Aftonbladet newspaper said he had hid his weapons in a guitar case and changed into military style garb in a school bathroom, before opening fire.
Bergqvist told reporters police believed they knew the identity of the assailant but would "not confirm such information" until they had verified the identity via DNA.
Police also said they believed he had acted alone and that several long-barrelled weapons had been recovered.
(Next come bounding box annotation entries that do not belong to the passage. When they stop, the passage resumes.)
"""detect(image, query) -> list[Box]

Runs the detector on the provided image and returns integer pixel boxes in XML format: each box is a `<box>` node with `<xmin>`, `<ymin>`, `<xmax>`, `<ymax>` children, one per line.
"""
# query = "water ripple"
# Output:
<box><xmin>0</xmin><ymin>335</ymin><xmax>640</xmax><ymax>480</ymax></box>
"He has a licence for four weapons, all of the four weapons have been seized," said Bergqvist. "Three of those weapons were next to him."
The man had previously been enrolled at the school but had not attended classes there since 2021, Aftonbladet reported.
Health authorities said Wednesday that six people were being treated at Orebro's university hospital.
Three women and two men had undergone surgery for gunshot wounds and were in a "stable but serious" condition, while a sixth woman was treated for minor injuries.
- 'Incomprehensible' -
Near the crime scene, people had put down notes among the tulips, roses, chrysanthemums and candles laid in memory of the students.
School attacks are rare in Sweden but shootings and bombings linked to gang violence have killed dozens of people each year.
In October 2015, three people were killed in a racially motivated attack at a school in the western town of Trollhattan by a sword-wielding assailant who was killed by police.